Do you think any of the... /things/ bundled in this software increased the surface area that attacks could be leveraged against?
What I don’t like here is the bragging about the LoC. He’s not bragging about the value it could provide. Yes people also write shitty code but they don’t brag about it - most of the time they are even ashamed.
ive seen plenty of real code written by real people with multiple test harnesses and multiple mocking libraries.
its still kinda irrelevant to whether the code does anything useful; only a descriptor of the funding model
Let’s not be naive. Garry is not a nobody. He absolutely doesn’t care about how many lines of code are produced or deleted. He made that post as advertisement: he’s advertising AI because he’s the ceo of YC which profitability depends on AI.
He’s just shipping ads.
The cautionary/pessimist folks at least don't make money by taking the stance.
But the true metric isn't either one, it's value created net of costs. And those costs include the cost to create the software, the cost to understand and maintain it, the cost of securing it and deploying it and running it, and consequential costs, such as the cost of exploited security holes and the cost of unexpected legal liabilities, say from accidental copyright or patent infringement or from accidental violation of laws such as the Digital Markets Act and Digital Services Act. The use of AI dramatically decreases some of these costs and dramatically increases other costs (in expectation). But the AI hypesters only shine the spotlight on the decreased costs.
To me, in this context, it's similar to drive economic growth on fossil fuel.
Whether in the end it can result in a net benefit (the value is larger than the cost of interacting with it and the cost to sort out the mess later) is likely impossible to say, but I don't think it can simply be judged by short sighted value.
e.g. Right now when using agents after I'm "done" with the feature and I commit I usually prompt "Check for any bugs or refactorings we should do" I could see a CICD step that says "Look at the last N commits and check if the code in them could be simplified or refactored to have a better abstraction"
I've also struggled with getting LLMs to keep spec.md files succinct. They seem incapable of simplifing documents while doing another task (e.g. "update this doc with xyz and simply the surrounding content") and really need to be specifically tasked at simplifying/summarizing. If you want something human readable, you probably just need to write it yourself. Editing LLM output is so painful, and it also helps to keep yourself in the loop if you actually write and understand something.
Quite often I see inexperienced engineers trying to ship the dumbest stuff. Back before LLM these would be projects that would take them days or weeks to research, write, test, and somewhere along the way they could come to the realization "hold on, this is dumb or not worth doing". Now they just send 10k line PR before lunch and pat themselves on the back.
It is * exactly * the same as a person who spent years perfecting hand written HTML, just to face the wrath of React.
React USES html.
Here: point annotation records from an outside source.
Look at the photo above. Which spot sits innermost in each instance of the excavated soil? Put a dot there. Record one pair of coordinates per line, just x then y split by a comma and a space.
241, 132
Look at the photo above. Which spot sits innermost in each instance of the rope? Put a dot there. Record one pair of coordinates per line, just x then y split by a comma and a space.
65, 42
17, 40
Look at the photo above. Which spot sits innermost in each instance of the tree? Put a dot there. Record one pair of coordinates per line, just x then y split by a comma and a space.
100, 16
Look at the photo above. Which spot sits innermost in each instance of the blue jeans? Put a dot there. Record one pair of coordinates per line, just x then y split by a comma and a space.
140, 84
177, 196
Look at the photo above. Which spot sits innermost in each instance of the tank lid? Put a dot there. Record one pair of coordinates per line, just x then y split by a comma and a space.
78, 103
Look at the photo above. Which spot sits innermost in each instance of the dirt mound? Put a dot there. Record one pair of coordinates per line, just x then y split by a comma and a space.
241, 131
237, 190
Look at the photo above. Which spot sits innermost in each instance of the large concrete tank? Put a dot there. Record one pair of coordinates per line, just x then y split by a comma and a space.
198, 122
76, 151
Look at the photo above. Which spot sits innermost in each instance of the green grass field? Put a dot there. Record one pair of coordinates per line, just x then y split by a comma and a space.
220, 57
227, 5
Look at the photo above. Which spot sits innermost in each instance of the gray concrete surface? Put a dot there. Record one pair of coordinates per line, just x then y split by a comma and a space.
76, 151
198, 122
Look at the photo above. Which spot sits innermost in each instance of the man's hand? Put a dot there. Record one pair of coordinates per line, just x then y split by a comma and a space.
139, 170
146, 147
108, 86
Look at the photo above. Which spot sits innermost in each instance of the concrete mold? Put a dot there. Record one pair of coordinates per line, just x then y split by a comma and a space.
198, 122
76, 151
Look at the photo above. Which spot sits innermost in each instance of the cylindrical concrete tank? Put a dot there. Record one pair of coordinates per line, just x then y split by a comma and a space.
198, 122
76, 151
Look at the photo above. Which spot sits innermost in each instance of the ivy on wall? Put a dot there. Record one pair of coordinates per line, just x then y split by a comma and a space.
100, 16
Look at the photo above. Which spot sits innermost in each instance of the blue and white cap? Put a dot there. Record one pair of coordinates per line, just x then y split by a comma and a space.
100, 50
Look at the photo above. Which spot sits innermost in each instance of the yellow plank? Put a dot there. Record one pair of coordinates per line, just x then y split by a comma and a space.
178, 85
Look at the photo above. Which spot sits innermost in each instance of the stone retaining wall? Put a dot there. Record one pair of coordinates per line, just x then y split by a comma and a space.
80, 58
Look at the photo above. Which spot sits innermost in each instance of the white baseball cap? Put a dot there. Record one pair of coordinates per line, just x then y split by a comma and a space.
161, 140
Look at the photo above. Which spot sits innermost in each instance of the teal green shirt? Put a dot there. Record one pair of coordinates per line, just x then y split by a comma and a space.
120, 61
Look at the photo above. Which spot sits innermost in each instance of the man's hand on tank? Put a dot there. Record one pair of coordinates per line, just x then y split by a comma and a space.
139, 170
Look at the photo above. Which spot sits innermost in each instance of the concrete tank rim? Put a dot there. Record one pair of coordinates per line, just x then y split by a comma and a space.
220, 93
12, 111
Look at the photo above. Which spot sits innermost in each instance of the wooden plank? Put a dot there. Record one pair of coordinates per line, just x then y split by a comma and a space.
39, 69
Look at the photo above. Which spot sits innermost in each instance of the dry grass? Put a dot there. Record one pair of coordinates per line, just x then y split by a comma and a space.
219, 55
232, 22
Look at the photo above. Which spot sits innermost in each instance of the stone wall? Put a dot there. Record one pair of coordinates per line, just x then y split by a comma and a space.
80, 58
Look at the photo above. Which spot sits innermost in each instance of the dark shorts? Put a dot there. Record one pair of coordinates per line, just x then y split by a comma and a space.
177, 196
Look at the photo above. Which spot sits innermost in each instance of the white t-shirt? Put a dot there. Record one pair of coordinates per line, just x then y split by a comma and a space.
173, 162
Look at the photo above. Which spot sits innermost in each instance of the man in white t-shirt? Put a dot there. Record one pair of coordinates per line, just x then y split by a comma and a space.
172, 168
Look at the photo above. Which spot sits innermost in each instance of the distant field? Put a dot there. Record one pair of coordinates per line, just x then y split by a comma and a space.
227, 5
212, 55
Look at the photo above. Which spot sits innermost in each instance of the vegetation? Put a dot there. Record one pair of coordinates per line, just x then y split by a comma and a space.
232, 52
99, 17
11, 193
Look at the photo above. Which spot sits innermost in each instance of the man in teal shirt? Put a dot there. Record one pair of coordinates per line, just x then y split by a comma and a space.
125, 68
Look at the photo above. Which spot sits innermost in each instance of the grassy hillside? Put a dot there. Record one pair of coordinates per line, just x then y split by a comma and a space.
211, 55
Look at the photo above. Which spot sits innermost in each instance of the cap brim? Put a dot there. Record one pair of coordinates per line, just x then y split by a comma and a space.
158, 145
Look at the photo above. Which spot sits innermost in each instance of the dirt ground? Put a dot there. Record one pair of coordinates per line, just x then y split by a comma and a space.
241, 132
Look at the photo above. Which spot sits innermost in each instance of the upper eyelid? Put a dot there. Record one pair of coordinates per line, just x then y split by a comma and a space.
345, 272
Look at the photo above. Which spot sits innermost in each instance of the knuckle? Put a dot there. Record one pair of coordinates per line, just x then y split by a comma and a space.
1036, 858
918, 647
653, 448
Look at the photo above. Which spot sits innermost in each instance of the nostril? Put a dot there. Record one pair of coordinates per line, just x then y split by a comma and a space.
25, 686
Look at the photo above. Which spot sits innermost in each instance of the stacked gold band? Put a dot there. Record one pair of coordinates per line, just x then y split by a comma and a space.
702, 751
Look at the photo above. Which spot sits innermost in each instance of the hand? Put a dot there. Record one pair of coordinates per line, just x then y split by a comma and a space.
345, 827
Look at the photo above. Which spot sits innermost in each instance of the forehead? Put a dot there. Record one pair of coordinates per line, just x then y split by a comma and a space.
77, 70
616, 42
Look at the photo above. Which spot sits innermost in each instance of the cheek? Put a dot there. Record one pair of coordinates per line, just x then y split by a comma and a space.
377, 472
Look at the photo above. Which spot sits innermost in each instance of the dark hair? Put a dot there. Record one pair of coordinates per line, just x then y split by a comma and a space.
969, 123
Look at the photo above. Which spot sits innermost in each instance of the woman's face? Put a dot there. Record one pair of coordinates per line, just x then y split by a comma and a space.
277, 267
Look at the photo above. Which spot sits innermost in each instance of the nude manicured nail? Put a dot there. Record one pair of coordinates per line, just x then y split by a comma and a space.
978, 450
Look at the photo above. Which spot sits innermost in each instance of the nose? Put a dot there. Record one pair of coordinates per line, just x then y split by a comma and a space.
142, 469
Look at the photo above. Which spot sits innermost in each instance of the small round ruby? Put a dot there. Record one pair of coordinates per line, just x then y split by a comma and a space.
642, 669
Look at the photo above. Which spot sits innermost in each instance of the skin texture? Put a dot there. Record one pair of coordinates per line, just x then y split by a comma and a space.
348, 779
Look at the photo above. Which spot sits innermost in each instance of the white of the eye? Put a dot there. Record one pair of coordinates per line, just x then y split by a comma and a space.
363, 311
Understanding html is core to understanding react. React does not in anyway devalue html in the same way that driving automatic devalues driving manual
When it matters it matters. Even in facebooks case they made react fit for their use case. You think the react devs didn’t understand html? Do you think quality frontends can be written without any understanding of html?
Like the article says we’ve moved an abstraction up. That does not make the html knowledge useless
Now look up who he actually is.
I recommend you go look at some of his talks on Youtube, his best five talks are probably all in my all time top-ten list!
He's co-founder and CTO of his own company, so I think he's doing fine in his field.